6 - Ora, è vero, Gesù Cristo non merita più ( poiché il merito non era possibile che fino all'istante della morte ); ma i suoi meriti restano per noi e le sue soddisfazioni ci rimangono.

Poiché " questo Pontefice, che è eterno, possiede un sacerdozio che non ha fine; così Egli può salvare per sempre coloro che, per mezzo suo si avvicinano a Dio " ( Eb 7,24-25 ).

" Gesù è salito al Cielo come nostro precursore " ( Eb 6,20 ).

Se Egli si è seduto alla destra del Padre suo, è per intercedere per noi continuamente: Semper vivens ad interpellandum pro nobis ( Eb 7,25 ).

Gesù Cristo poiché è nostro Capo, mostra continuamente a suo Padre le cicatrici, che ha conservato, delle sue Piaghe.

Fa valere per noi i suoi meriti; e, poiché è sempre degno di essere ascoltato da suo Padre, la sua preghiera è sempre esaudita.

Nel mondo delle anime ci sono debolezze di ogni specie; ma questa non è una ragione per scoraggiarci.

Queste miserie, quando non sono volute, sono un titolo alla misericordia di Gesù Cristo.

Per noi pure, come per i malati che gli conducevano quando viveva in Giudea, la nostra miseria confessata ci attira la sua misericordia.

Gesù mentre era su questa terra era mosso a pietà alla vista delle sofferenze di cui era testimonio e S. Paolo aggiunge espressamente che Egli conserva nella sua gloria questo sentimento di compassione e ne conclude subito: " Avviciniamoci dunque con sicurezza, con fiducia, al trono di colui che è la sorgente della grazia ", poiché se lo faremo in queste disposizioni " noi otterremo misericordia " ( Eb 4,14-16 ).

Del resto, agire così è glorificare Dio e rendergli un omaggio piacevole, perché è pensiero divino che noi troviamo tutto in Gesù Cristo; e quando noi riconosciamo umilmente la nostra debolezza e l'appoggiamo sulla forza di Gesù, il Padre ci guarda con benevolenza, con gioia, perché noi proclamiamo così che suo Figlio è l'unico mediatore che egli ha voluto dare alla terra.

San Paolo, dopo aver pubblicato quanto egli sia miserabile, quali lotte debba sostenere nella sua anima, invece di lamentarsene dice: " Volentieri mi glorierò nelle mie infermità, affinché non sia la mia forza, ma sia la forza di Gesù Cristo, che abita in me, che mi faccia trionfare " e che ogni gloria sia resa a Lui solo.

" Dio ci dà il potere, non soltanto di agire, ma anche il volere soprannaturalmente " ( Fil 2,13 ).

Dunque, da noi stessi non possiamo soprannaturalmente né volere, né avere un buon pensiero, né agire, né pregare, non possiamo nulla. ( Gv 15,5 ).

Siamo perciò da compiangere?

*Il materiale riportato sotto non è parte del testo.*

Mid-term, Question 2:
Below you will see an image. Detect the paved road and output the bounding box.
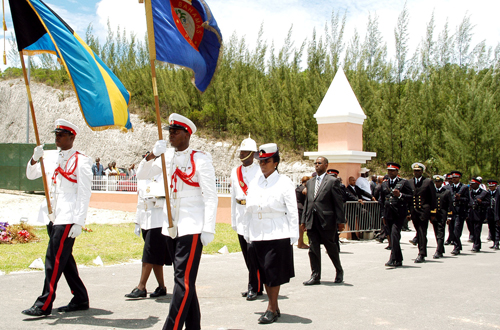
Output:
[0,226,500,330]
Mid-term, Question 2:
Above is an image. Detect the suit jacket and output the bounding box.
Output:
[378,177,413,221]
[469,188,490,221]
[431,187,455,221]
[300,175,345,230]
[408,177,436,221]
[347,185,373,199]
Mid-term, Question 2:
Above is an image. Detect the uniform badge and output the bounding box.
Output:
[170,0,205,50]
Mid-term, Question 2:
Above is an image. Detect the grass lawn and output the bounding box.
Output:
[0,223,241,273]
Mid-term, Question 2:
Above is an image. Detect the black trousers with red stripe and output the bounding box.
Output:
[35,222,89,312]
[163,234,203,330]
[238,235,264,292]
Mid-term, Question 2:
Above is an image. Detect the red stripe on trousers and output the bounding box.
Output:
[174,234,200,330]
[257,269,260,292]
[42,225,72,310]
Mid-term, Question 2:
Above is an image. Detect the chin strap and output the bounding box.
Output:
[240,152,253,162]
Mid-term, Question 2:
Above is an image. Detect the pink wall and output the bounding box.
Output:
[318,123,363,151]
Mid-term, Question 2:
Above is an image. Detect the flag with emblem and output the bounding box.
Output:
[9,0,132,131]
[146,0,222,92]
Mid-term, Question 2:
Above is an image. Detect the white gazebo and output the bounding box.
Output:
[304,67,377,182]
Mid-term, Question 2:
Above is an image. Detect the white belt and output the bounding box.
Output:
[172,189,201,199]
[252,212,286,219]
[56,187,78,194]
[137,197,164,210]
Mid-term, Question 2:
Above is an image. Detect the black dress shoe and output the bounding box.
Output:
[259,311,278,324]
[415,254,425,264]
[335,271,344,283]
[302,277,321,285]
[125,288,148,299]
[247,290,257,300]
[149,287,167,298]
[21,305,50,316]
[57,302,89,313]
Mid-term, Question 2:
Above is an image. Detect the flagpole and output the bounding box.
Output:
[19,51,53,220]
[143,0,177,238]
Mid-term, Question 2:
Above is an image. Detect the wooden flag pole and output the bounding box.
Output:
[151,59,177,238]
[143,0,177,238]
[19,51,54,220]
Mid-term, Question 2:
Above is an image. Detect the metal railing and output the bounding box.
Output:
[342,201,382,233]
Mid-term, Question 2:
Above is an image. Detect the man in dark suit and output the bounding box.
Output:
[408,163,436,263]
[469,177,490,252]
[486,180,500,250]
[451,171,469,255]
[431,175,453,259]
[379,163,413,267]
[300,157,345,285]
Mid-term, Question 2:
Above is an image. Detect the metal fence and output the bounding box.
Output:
[343,201,382,233]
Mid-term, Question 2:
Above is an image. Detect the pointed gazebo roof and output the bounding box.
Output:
[314,67,366,125]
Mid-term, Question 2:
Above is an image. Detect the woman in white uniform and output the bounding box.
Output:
[244,143,299,323]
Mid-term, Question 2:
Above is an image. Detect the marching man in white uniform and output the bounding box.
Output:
[22,119,92,316]
[137,113,218,330]
[231,137,263,300]
[125,153,173,298]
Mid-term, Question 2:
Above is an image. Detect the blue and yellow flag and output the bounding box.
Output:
[146,0,222,92]
[9,0,132,131]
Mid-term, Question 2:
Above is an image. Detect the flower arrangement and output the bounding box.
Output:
[0,222,40,244]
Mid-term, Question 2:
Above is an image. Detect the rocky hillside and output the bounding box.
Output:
[0,79,314,177]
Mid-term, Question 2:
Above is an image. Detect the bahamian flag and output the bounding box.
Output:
[9,0,132,131]
[146,0,222,92]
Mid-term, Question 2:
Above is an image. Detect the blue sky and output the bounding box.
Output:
[0,0,500,70]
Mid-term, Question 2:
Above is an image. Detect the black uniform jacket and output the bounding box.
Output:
[431,186,455,221]
[300,175,345,230]
[486,188,499,221]
[450,182,469,219]
[378,177,413,220]
[408,177,436,221]
[469,187,490,222]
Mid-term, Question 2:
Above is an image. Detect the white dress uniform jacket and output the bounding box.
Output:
[243,171,299,242]
[231,163,262,236]
[26,149,92,226]
[137,148,218,236]
[135,174,166,230]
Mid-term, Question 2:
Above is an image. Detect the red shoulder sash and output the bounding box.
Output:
[236,165,248,195]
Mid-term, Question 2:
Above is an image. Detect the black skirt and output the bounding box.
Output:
[142,227,172,266]
[252,238,295,286]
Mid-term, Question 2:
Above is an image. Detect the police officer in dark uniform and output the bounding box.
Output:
[450,171,469,255]
[379,163,413,267]
[431,175,453,259]
[408,163,436,263]
[486,180,500,250]
[469,177,490,252]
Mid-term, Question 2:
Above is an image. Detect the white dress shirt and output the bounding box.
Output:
[243,171,299,241]
[26,149,92,226]
[231,162,262,235]
[137,148,218,237]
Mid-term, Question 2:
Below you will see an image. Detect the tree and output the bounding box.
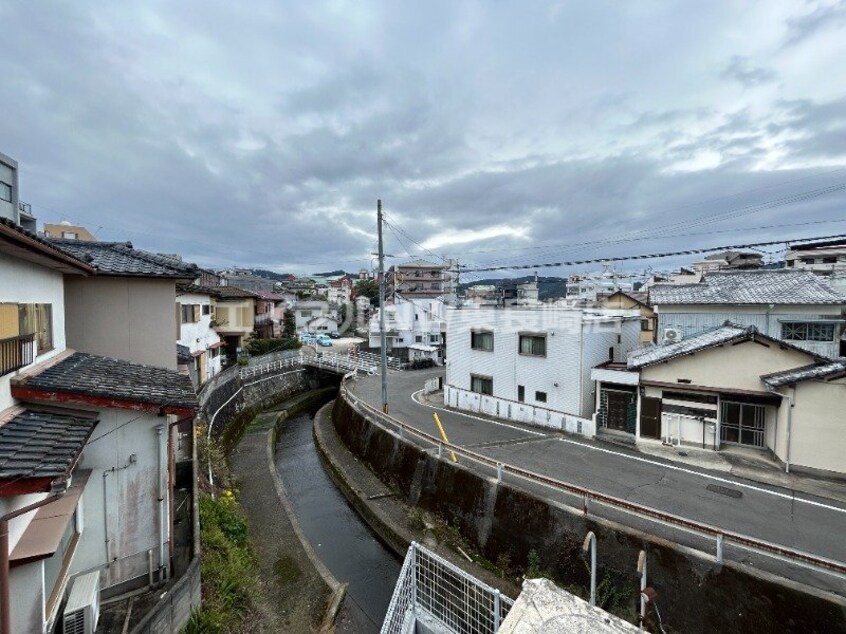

Tutt'altro.

S. Paolo, dopo aver specificato la nostra debolezza, soggiunge: " Io posso tutto ", Omnia possum in eo qui me confortat, non per me stesso, ma in colui che mi fortifica.

Non c'è ostacolo che io non possa sormontare, difficoltà che io non possa sopportare, prova che io non possa subire, tentazione alla quale io non possa resistere per mezzo della grazia che Gesù Cristo mi ha meritato.

In Lui e per Lui io posso tutto, perché il suo trionfo è di rendere forte ciò che è debole.

Dio vuole dunque che ogni gloria risalga a Lui per mezzo di Gesù Cristo, la cui grazia trionfa delle nostre debolezze: In laudem gloriae gratiae suae ( Ef 1,6 ).

Se noi avessimo fede nei meriti infiniti di Gesù Cristo, una fede viva, pratica, capace di riempire l'anima nostra di una invincibile fiducia nella preghiera, di abbandono in Dio nelle nostre difficoltà, la nostra vita sarebbe un cantico continuo di lode e di ringraziamento per l'inestimabile dono che Dio ci ha fatto nel Figlio suo Gesù Cristo.

Entreremmo, così, pienamente, per il maggior bene e la più viva gioia delle anime nostre, nel pensiero di Dio il quale vuole che noi troviamo tutto in Gesù; e che, ricevendo tutto da Lui, " rendiamo a Lui, a suo Padre, nell'unità del loro comune Spirito, ogni benedizione, onore e gloria " ( Ap 5,13 ).